The four or five food-and-beverage concepts could create a critical mass and a diversity of choices.
Stanly said the goal is to make the site a destination. “‘Let’s go to Dennis + Ives.’”
He said potential residential development would support what the UF campus needs, whether that is student, workforce or market-rate housing.
“We are first and foremost, market-driven,” he said.
“We aren’t betting on hope.”
Stanly said Dennis + Ives is entitled to develop up to 500,000 square feet of commercial space and 435 residential units.
Plans are at dennisandives.com.
Another project that has been in consideration at Dennis + Ives is a concert and event space managed by Nashville-based Marathon Live, which recently opened the Five music venue in Five Points.
Marathon Live said in 2022 it planned construct a 26,000-square-foot concert hall at Dennis + Ives.

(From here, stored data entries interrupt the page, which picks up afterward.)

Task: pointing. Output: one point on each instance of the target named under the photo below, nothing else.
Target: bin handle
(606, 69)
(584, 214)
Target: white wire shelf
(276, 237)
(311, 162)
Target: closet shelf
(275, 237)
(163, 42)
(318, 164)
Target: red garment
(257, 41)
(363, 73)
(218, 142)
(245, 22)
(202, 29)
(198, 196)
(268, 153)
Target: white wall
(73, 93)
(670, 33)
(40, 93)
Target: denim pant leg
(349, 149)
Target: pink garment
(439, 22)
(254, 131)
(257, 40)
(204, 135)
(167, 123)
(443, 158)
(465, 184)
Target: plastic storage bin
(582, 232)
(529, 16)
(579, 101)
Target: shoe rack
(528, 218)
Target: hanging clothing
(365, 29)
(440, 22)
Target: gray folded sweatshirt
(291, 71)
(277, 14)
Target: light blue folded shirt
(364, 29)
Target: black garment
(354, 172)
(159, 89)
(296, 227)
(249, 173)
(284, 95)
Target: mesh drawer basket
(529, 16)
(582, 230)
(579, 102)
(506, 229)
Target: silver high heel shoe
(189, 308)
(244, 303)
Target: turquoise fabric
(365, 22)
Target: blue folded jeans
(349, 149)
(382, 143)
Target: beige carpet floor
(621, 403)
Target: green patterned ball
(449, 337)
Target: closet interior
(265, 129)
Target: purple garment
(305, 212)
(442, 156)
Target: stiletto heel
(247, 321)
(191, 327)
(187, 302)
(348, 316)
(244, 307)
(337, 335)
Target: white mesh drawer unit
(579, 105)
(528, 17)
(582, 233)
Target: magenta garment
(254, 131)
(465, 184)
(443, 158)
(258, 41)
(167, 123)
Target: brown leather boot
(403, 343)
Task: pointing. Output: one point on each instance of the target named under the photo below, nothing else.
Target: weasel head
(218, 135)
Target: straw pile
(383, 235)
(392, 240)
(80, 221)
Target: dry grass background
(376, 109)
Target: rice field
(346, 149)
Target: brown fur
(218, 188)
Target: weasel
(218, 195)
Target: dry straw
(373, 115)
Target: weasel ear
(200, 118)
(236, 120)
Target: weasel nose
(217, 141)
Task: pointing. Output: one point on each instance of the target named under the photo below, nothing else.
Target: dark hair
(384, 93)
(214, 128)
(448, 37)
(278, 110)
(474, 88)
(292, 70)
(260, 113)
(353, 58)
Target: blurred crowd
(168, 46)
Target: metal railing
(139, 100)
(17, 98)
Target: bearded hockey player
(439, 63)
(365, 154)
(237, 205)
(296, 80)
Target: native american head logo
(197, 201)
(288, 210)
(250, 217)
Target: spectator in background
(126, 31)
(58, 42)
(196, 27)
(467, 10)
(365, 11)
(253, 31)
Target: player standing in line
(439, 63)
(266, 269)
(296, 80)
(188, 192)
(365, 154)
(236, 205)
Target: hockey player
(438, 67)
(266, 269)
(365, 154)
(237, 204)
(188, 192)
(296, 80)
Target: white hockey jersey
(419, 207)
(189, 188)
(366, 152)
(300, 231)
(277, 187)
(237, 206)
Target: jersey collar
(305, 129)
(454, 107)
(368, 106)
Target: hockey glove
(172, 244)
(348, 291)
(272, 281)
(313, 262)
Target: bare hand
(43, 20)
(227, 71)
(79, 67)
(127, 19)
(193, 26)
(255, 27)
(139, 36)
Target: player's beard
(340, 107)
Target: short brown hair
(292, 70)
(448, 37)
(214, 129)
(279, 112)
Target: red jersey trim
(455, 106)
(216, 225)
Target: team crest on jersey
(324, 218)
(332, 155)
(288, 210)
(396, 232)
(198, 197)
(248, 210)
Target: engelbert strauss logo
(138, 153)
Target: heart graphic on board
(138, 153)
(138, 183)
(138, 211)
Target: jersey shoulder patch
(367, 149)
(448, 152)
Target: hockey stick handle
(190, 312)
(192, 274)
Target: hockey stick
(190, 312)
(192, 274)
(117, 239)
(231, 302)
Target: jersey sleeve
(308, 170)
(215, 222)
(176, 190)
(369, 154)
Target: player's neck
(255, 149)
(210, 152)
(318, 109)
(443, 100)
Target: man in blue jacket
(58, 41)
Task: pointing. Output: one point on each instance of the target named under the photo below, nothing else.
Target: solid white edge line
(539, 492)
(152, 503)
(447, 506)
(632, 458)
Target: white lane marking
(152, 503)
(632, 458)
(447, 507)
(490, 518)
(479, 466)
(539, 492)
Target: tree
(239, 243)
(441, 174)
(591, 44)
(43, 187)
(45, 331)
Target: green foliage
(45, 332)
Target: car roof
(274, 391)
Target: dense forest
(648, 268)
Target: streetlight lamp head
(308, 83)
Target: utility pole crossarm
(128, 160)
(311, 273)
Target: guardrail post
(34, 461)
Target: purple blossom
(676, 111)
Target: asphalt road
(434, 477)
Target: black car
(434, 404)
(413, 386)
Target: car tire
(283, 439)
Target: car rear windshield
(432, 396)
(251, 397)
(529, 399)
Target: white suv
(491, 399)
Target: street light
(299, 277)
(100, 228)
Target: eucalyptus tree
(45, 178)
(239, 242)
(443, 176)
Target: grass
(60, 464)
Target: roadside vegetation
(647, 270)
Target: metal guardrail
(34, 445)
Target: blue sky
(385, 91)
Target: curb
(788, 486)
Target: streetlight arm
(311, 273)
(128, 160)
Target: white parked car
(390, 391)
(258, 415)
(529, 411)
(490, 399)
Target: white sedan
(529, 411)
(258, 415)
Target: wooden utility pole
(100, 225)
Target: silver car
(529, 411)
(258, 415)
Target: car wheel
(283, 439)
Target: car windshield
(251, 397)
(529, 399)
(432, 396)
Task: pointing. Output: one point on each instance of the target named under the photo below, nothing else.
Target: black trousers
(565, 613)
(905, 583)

Stanly said that project is in active negotiations.
The history
In September 2019, the development entity for Dennis + Ives, 95 Arch Partners LLC, bought the former Caribbean Cold Storage property.

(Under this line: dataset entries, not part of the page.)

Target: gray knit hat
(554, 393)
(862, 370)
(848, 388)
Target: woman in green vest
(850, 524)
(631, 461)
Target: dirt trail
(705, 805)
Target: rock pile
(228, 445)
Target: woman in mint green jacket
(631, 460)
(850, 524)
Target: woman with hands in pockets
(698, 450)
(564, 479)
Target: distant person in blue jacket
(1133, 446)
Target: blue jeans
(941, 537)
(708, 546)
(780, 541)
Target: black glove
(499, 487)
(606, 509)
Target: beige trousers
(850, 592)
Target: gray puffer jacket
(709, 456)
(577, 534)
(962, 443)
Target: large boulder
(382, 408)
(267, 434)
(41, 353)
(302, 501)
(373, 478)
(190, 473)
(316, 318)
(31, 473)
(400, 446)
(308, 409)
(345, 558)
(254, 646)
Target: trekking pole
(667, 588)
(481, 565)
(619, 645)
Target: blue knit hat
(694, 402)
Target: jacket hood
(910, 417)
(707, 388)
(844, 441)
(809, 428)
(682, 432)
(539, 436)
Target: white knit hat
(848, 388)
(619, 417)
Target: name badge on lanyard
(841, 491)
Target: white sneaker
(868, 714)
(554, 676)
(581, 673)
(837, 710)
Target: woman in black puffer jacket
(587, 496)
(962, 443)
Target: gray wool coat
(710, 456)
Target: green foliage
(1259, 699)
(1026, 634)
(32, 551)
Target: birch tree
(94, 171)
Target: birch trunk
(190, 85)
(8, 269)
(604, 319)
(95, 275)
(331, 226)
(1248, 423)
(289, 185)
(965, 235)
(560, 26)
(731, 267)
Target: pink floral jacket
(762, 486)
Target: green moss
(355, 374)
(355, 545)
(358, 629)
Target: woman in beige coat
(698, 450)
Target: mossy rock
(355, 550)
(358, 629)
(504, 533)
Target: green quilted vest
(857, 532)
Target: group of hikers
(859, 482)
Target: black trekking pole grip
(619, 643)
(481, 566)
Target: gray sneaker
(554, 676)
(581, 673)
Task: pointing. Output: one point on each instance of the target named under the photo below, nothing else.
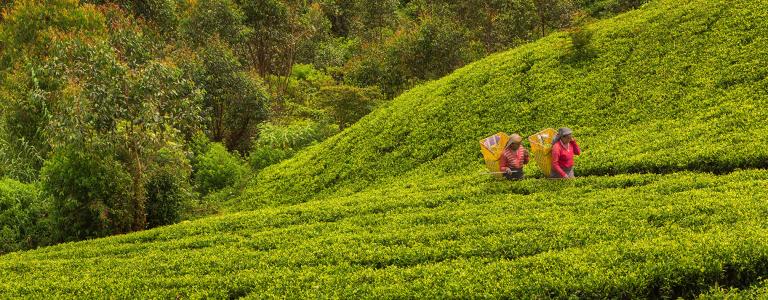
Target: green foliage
(92, 194)
(394, 206)
(220, 18)
(347, 104)
(234, 102)
(217, 169)
(639, 105)
(634, 236)
(262, 157)
(280, 142)
(24, 217)
(168, 188)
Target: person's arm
(556, 161)
(576, 149)
(526, 156)
(503, 162)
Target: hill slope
(394, 206)
(674, 86)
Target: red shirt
(513, 159)
(562, 156)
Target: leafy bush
(217, 169)
(92, 194)
(279, 142)
(25, 220)
(168, 187)
(262, 157)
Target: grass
(670, 202)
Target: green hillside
(667, 102)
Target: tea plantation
(667, 101)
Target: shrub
(217, 169)
(24, 219)
(91, 192)
(167, 187)
(264, 156)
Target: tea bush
(217, 169)
(669, 201)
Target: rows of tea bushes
(670, 87)
(642, 235)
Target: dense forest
(118, 116)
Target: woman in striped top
(514, 157)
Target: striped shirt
(513, 159)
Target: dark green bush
(167, 188)
(92, 194)
(217, 169)
(24, 217)
(264, 156)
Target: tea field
(667, 101)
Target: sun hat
(514, 138)
(564, 131)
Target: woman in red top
(564, 147)
(513, 158)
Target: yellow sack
(492, 148)
(541, 147)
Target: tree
(347, 104)
(234, 101)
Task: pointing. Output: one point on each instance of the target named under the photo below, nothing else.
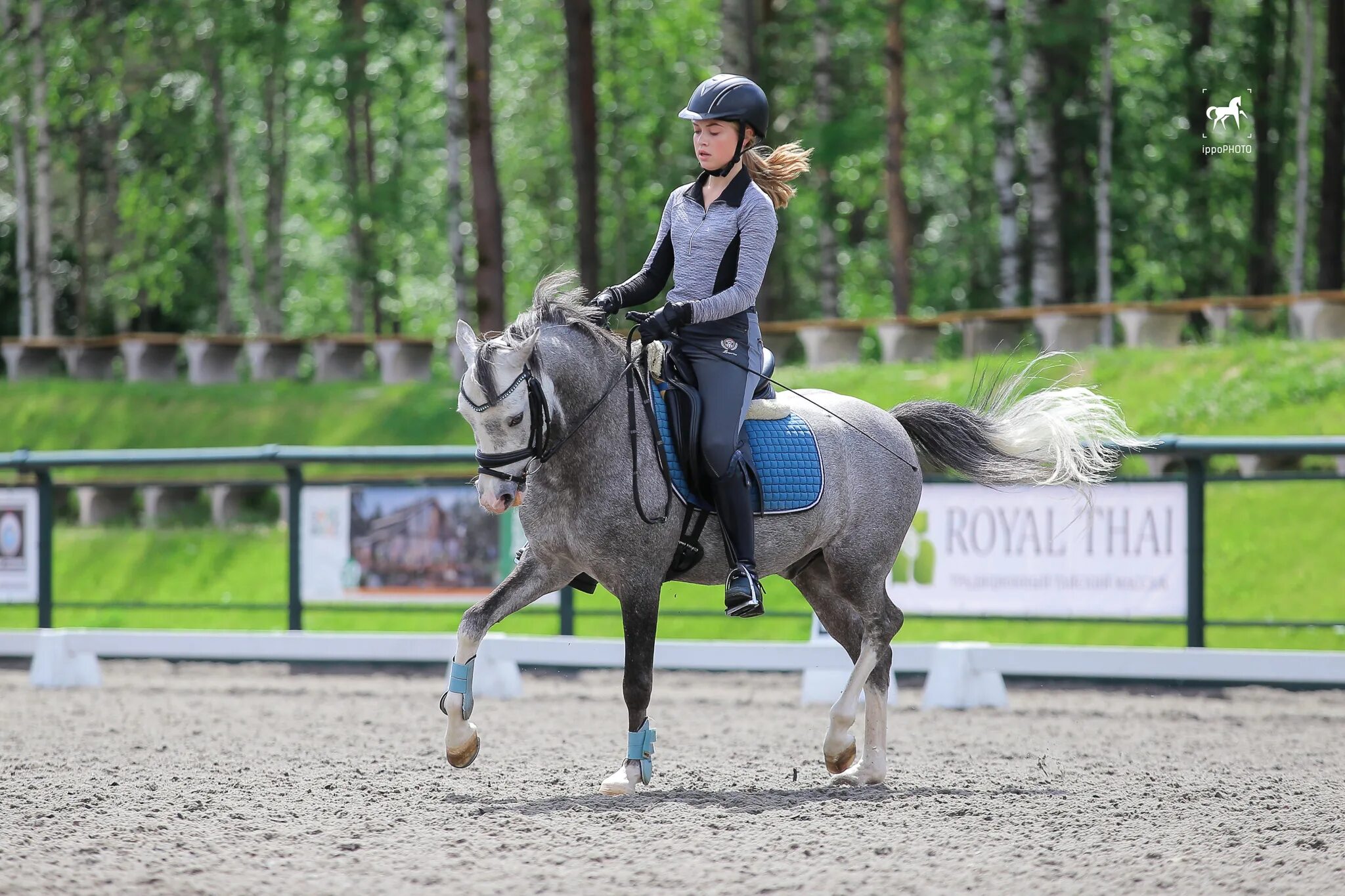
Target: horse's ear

Property records showed several existing structures totaling about 72,000 square feet. The largest buildings were built in 1965 and 1985 with an office developed in 1945.
Work began in late 2020 and early 2021 with demolition of some of the property and the conversion of a vacant cold storage warehouse into office space.
Auld & White Constructors LLC was the general contractor. Design Cooperative LLC was the architect. Almond Engineering was the civil engineer.
Auld & White renovated 30,000 square feet into shell office space.
For that space, Stanly said at the time the group would replace the roof, add windows, install new mechanical systems and improve the on-site parking.
Lockwood Quality Demolition Inc. demolished one building and part of another, keeping the slabs for reconstruction on top of that footprint.
The Dennis + Ives ownership and development team comprises Finnegan; Stanly, managing member of Blackwater Capital LLC in Jacksonville; and Grimes, senior managing director and partner of Patterson Real Estate Advisory Group in Charleston.
The Rail Yard District
Dennis + Ives is in a federal Qualified Opportunity Zone, which could provide tax benefits to investors. The 95 Arch Partners QOZ Fund advises potential tenants to consult with tax professionals for guidance.
The Dennis + Ives site is next to I-95 and the arch bridge, a visual worked into the Dennis + Ives logo. It is also near I-10.
The properties are at 1505, 1620, 1710 and 1720 Dennis St. and 74, 76 and 96 Ives St.
The Rail Yard District is in the industrial Beaver Street area west of I-95 near Downtown.
District organizers say it dates to 1858 as a railroad junction and the district is named for the train tracks and terminal that continue to operate.
“The Rail Yard District is rising and we’re hoping to be a part of that,” Finnegan said Aug. 5.
Stanly also places the project within the larger context of the city.
“Jacksonville is changing,” Stanly said.
As a city, he said, “we can’t rest on our laurels. We have to keep working harder.”